What is a theremin? Eerie music for alien souls

theremin played by carolina eyck


The theremin is one of history’s most underrated instruments. Thanks to Moog music, theremins are still a staple for film soundtracks, out-there indie bands and nouveau classical music!

Perhaps I should warn you. I am currently engaged in a campaign for TTD (Total Theremin Domination). My campaign begins with the article you are now reading….

Perhaps you are unfamiliar with the glorious instrument that is the theremin? In the interests of TTD I shall introduce you to its lovely nature (and convince you that my love of theremins is right and proper). And we will naturally describe the limitless possibilities that playing the theremin could open up for the music world, from electro sets to Viking metal…

What is a theremin? Can you eat it?

The theremin is an electronic instrument, though it is often considered to be a classical instrument. You cannot eat it. Even if you have not heard of the theremin or seen it played live, you may well have heard its unearthly tones in old horror movies including The Day the Earth Stood Still (original one, not the one with Keanu Reeves). It creates that eerie sonar soundscape that one immediately associates with images of slimy and mossy lagoon monsters; yep, it’s THAT sound! Oh, and it was also used in Good Vibrations by the Beach Boys.

How a theremin works – magic in a box

One of the the most fascinating things about the theremin is that it is played without being touched. The music (or wall of sound – depending on your theremin skills) is controlled through two aerials; one controls pitch, the other controls volume. It is played by moving your hands( or perhaps other body parts) across the volume field and the pitch fields.

How to play?

There is no specific and official technique to playing the theremin, as playing in the air gives you a lot of freedom, though it does make it more difficult.

However, a theremin technique has been developed by the late theremin deity Clara Rockmore. It’s called ‘aerial fingering’.

Rockmore was once a violin player and aerial fingering requires dexterous hands. If you look at this video of indie theremin diva Dorit Chrysler you’ll see some extraordinary examples of aerial fingering.

Theramin pioneers and icons

Watch videos of Clara Rockmore on Youtube. Rockmore’s work will immediately give you an idea of what the theremin is all about; spooky, evocative, slightly geeky but oh so cool.

Explore the work of Pamelia Kurstin, who wrings soul out of the theremin’s invisible guts. She talks about the theremin and performs wonders with it in this TED talk, enjoy!

For more information and history of the theremin visit Theremin World. Alternatively, you can rent the DVD entitled Theremin: An Electronic Odyssey directed by Steven Martin, which includes an interview with the man who invented the instrument.

Do the Moog

If it were not for the electronic equipment manufacturers Moog, the theremin would be leading a sad life in instrumental limbo. In fact, the standard (but also the best) suppliers of theremins all come from Moog Music.

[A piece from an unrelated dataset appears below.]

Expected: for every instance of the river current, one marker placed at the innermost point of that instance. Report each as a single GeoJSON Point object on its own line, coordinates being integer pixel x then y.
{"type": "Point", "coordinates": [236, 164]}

Like it isn’t already mind-blowingly cool that the theremin sounds like the more melancholy version of the violin and is epically played with the swishing of hands, Moog are constantly developing new ways to make the humble yet unearthly theremin the instrument of the future.

Theremin world domination?

The theremin should rule the world. I envision a global army of thereminists promoting their ethereal theremin-flavoured reality. If a popular instrument such as the guitar can share the same space as the theremin, live gigs will be forever changed!

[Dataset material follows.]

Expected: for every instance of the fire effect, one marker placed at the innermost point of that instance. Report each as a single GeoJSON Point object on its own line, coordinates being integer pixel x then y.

The world of electronic music would definitely get one heck of a visual boost, replacing the now stereotyped programmer sitting behind their MacBook Pro with an electronic wizard making big, epic, sweeping hand gestures that control multiple synchronisers all at once!

I am already imagining Viking metallers drawing out sounds from the theremin with the swoops of swords and axes. And let us not even start on what the theremin could do for power metal…

So let’s get the world theremin movement going, and keep in mind the several practical bonuses you get if you choose to take up the instrument: It is comparatively cheap, it’s a conversation piece, it fits in perfectly in a baroque theatre with an orchestra as well as a dingy electro club with a DJ set and you get to scare people by wearing long velvet cloaks and eliciting eerie sounds from the air.